Frequently Asked Questions
How long are therapy sessions?
The average duration of a therapy session is 60 to 90 minutes. However, it is up to you to determine the length of your session. I offer 60, 75, and 90-minute durations. 30 and 120-minute sessions are also available upon request. It is important that you choose a duration that best fits your schedule and meets your needs. It has been my experience that longer sessions are needed when two or more individuals participate in a session, such as couples or family therapy.
How often do I need to attend therapy?
Each client is different, so at the end of your assessment (first session), recommendations related to the frequency you attend sessions will be offered based on your situation/circumstances and goals. Again, the frequency you attend sessions is entirely up to you.
What do you charge for appointments?
My current rates are $125 for 60-minutes, $150 for 75-minutes, and $175 for 90-minutes. If three (3) or more sessions are purchased at one time, a 10% discount will be applied.
Why don't you accept health insurance?
Insurance companies require a mental health diagnosis for therapy sessions to be covered. I do not believe that all individuals seeking therapy need a diagnosis. Often times, we seek therapy to process challenges and situations in life that are temporary and not require the lifelong label that a diagnosis often brings.

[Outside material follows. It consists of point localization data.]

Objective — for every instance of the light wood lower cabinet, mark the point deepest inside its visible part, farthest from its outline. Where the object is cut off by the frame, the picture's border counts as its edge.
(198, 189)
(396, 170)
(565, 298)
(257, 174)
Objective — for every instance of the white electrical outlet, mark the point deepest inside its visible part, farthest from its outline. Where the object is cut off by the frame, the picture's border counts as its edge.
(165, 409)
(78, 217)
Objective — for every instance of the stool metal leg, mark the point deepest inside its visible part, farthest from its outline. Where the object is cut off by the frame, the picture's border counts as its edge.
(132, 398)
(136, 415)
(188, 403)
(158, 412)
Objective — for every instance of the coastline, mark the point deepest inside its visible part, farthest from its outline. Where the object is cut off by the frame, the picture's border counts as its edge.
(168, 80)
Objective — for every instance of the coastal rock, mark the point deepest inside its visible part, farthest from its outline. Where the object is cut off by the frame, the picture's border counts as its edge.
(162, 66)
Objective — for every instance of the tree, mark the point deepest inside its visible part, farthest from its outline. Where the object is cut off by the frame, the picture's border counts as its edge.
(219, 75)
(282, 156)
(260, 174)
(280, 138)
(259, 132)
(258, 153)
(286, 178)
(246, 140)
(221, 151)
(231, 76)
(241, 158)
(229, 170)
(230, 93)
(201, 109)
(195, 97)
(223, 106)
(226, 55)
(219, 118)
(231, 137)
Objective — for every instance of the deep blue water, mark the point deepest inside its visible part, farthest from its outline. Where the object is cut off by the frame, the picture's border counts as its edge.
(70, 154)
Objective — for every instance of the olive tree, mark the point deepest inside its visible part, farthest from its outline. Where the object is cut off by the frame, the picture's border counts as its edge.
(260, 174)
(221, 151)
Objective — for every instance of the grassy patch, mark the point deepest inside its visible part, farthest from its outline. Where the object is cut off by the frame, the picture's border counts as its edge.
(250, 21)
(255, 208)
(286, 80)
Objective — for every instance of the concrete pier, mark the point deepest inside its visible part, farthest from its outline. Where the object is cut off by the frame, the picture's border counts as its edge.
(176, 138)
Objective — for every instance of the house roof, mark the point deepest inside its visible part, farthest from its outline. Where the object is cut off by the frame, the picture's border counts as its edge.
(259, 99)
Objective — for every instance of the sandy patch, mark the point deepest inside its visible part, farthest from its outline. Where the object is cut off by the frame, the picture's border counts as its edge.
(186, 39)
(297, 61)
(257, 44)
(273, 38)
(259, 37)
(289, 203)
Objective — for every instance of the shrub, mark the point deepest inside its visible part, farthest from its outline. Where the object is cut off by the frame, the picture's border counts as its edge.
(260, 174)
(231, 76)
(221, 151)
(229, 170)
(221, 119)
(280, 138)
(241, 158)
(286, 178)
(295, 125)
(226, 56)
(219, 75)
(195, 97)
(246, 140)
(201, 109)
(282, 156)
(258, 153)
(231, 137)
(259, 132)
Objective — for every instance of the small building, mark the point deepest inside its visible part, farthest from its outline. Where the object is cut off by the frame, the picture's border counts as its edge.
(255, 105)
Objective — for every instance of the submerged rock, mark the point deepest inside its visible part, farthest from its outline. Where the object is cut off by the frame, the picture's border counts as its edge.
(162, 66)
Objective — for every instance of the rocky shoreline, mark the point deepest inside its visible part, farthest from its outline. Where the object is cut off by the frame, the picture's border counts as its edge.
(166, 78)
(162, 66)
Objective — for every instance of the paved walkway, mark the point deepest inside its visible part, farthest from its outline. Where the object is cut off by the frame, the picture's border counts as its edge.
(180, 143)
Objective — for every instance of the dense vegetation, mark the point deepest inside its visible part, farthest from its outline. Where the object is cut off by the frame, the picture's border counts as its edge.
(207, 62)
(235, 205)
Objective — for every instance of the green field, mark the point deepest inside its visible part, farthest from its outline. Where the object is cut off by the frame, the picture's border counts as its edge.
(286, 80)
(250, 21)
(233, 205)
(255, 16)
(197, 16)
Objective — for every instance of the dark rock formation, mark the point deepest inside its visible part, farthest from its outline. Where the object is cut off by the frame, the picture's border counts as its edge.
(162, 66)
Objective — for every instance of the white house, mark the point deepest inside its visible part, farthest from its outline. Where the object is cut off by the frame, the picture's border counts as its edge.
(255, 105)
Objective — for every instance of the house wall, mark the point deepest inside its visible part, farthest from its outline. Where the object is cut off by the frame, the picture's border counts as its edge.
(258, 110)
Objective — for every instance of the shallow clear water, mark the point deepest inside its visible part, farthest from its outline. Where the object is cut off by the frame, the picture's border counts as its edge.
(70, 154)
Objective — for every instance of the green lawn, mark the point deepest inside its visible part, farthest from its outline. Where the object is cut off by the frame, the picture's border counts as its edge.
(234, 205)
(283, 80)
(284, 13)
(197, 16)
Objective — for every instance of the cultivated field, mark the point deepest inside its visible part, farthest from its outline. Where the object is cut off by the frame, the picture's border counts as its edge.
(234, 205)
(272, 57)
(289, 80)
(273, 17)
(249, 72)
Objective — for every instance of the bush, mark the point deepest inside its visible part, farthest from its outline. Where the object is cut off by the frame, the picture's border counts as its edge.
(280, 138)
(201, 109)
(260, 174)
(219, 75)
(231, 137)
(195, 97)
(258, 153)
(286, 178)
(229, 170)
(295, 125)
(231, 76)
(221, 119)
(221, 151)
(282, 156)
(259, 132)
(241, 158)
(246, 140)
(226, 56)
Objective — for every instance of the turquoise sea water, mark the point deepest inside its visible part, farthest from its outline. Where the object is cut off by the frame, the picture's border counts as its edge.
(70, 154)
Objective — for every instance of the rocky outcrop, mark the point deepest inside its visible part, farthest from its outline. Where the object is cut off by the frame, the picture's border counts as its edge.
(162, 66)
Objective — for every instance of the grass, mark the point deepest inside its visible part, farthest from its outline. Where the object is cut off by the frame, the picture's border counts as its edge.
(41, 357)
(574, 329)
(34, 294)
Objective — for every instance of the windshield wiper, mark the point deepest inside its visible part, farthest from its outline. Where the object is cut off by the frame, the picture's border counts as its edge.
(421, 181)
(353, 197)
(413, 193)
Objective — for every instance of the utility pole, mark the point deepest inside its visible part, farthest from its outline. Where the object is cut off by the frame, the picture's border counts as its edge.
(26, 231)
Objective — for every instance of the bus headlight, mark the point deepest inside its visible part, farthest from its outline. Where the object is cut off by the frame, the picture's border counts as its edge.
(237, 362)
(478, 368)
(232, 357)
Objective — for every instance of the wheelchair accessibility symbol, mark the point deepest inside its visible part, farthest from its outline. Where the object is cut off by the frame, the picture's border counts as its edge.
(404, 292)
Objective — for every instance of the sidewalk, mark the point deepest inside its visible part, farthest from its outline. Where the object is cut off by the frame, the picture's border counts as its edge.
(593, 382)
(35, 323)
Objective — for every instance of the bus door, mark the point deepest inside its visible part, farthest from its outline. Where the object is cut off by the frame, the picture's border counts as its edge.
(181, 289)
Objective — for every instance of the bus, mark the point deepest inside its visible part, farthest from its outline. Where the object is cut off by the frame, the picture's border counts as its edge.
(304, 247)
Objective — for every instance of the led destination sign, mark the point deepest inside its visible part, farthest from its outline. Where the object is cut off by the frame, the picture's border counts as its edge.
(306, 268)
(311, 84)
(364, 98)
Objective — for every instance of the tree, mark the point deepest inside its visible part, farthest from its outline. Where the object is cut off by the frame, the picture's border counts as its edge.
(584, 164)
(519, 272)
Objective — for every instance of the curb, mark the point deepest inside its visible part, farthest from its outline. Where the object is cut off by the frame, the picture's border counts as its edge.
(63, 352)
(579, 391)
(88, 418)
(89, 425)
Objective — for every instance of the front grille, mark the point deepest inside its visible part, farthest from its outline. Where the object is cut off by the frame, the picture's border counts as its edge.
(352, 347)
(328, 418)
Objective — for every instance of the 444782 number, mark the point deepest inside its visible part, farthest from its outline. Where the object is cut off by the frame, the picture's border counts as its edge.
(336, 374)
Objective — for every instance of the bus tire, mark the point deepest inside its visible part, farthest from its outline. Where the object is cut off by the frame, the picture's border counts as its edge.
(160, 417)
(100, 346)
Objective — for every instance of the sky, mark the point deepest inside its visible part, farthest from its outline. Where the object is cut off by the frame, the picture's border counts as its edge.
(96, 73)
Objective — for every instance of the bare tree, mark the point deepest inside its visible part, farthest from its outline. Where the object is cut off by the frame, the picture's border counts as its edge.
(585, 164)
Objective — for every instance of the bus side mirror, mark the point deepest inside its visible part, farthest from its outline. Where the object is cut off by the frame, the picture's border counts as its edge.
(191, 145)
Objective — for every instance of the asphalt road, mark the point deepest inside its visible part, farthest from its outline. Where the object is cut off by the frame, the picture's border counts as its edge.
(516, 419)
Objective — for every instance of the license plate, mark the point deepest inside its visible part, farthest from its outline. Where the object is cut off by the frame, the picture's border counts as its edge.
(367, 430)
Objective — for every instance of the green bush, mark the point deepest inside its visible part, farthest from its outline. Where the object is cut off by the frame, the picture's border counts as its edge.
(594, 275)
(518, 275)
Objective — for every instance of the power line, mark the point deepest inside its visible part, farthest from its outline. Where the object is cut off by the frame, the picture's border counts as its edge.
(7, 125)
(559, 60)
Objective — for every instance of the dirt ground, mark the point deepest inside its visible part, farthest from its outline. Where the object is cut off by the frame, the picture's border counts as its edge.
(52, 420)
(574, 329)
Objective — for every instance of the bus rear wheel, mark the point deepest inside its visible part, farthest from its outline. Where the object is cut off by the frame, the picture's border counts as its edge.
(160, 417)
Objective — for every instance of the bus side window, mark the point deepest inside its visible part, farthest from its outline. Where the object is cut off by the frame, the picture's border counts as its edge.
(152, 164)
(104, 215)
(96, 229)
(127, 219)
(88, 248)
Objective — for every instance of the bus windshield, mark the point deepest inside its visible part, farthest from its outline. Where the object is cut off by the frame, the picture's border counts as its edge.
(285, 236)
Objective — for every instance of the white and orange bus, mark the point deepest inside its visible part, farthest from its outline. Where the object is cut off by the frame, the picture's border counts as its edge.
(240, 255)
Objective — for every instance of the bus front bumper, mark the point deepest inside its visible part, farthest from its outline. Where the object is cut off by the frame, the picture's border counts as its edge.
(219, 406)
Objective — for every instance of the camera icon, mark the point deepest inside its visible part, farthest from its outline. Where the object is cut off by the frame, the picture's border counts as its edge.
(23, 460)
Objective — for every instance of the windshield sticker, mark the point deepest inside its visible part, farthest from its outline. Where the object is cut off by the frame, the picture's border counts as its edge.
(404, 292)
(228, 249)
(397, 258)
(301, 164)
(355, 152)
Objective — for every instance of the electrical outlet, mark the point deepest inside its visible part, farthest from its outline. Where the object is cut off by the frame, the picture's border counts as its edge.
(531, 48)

Your privacy and confidentiality are limited when insurance is involved. Insurances legally, have access to all diagnoses, treatment plans, and progress notes. Additionally, health insurance companies keep a record of clients' diagnoses, which has the potential to be considered pre-existing. Pre-existing conditions often lead to higher insurance premiums, deductibles, and co-pays.
One size does not fit all. Insurance companies often dictate the number of sessions, duration, and which diagnoses they will pay. Most clients prefer an individualized approach, instead of being forced into a “cookie-cutter” model.
The above limitations set by insurances, make it challenging for me, as the therapist, to address and meet the needs of each client. This can impact the therapeutic relationship between client and therapist, but also clients’ overall progress in therapy. Therefore, practicing as a private pay provider, allows me more flexibility and time to provide individualized care that cater to the unique needs of my clients.